SARNET started with a problem. Two problems, in fact.
The first problem to solve was the lack of access to reliable, efficient distress signalling for backcountry users. Current options were leaving consumers with a choice between cost, coverage, and effectiveness. Through my reserach and personal experience in marine SAR, I knew that the lines of communication between a subject and rescue team could be complex, and dispatching an appropriate response could take up to hours. This is unacceptable, given that the rescue team's time-on-scene is the most significant predictor of positive outcomes on SAR calls.
To solve this, I proposed a three-part system, using a networked system of handheld devices and repeaters in a determined area (e.g. national/provincial park) to provide live updates to a central command station. The user device would be a small, simple handheld communicator. It would reliably broadcast a user's location at given intervals, and send a distress signal when needed. It uses low-power, low-cost hardware, and could optionally be paired to a cell phone for added functionality. It would reduce the up-front cost to the user by 90%, eliminate subscription fees, and could be rented or loaned by park services as a visitor safety program. The handheld devices would connect to a redundant network of solar-powered repeater stations, each equipped with antennas to send and receive position and distress signals. These repeaters would pass the information to a central command station, where park staff could monitor the position of each user, and be notified in seconds to a distress alert.

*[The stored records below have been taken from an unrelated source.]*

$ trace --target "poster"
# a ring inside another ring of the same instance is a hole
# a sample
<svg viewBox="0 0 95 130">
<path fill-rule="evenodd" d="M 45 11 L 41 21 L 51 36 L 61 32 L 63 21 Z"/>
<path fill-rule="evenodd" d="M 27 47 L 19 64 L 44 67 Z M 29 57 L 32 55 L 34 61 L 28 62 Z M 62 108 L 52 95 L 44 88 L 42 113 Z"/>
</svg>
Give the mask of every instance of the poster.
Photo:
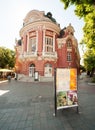
<svg viewBox="0 0 95 130">
<path fill-rule="evenodd" d="M 76 69 L 56 69 L 56 97 L 57 109 L 78 106 Z"/>
</svg>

The second proiblem to solve was the inadequacy of backcountry forecasting, specifically in alpine environments. Current numerical weather models are not designed for use in unpredictable alpine environments, and obtaining verification data to improve models is challenging, as the locations are remote and far from weather stations. This poses challenges for both backcountry users and SAR mission planners, as both currently rely on unreliable forecasts to make safety-critical risk assessment decisions.

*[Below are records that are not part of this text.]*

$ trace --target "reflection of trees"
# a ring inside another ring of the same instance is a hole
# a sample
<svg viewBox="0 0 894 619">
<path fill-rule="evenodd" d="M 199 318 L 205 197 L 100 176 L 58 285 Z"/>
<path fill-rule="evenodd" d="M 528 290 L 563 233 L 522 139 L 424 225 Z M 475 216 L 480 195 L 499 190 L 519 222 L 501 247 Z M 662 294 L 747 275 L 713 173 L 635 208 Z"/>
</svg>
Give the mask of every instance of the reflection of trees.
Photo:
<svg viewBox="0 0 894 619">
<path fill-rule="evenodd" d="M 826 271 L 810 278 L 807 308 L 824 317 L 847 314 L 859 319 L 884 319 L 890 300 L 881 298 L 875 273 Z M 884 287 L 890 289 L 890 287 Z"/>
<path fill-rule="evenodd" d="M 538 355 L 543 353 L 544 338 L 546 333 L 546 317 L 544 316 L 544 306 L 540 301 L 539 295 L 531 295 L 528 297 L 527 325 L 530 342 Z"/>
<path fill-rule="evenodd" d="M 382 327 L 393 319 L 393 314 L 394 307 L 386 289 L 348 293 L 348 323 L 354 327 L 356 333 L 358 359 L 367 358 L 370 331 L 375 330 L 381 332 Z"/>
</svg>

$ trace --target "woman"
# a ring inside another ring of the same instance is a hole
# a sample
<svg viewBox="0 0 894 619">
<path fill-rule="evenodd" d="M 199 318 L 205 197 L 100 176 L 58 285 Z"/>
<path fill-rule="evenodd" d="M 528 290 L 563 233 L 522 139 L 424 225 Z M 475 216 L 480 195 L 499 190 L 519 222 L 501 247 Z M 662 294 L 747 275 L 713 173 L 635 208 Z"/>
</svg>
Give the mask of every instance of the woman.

I propose to use low-cost weather data collection stations at each of the aforementioned repeater stations to gather real-time, hyper-local weather data across a park. This data, in conjunction with numerical model estimates, would be used to train a machine learning algorithm to provide accurate and timely weather updates to backcountry users and SAR dispatchers. This would significantly increase safety in alpine environments, preventing users from encountering dangerous weather situations, and allow SAR teams to use the most adequate resources to undertake rescues.
This project was a great opportunity to combine my passion and experience in SAR with my engineering design skills. I also had the opportunity to explore business model development, proposing a business plan and market strategy to launch this as a real venture in parks across the country.
I am actively developing this project, both prototyping devices and exploring venture opportunities.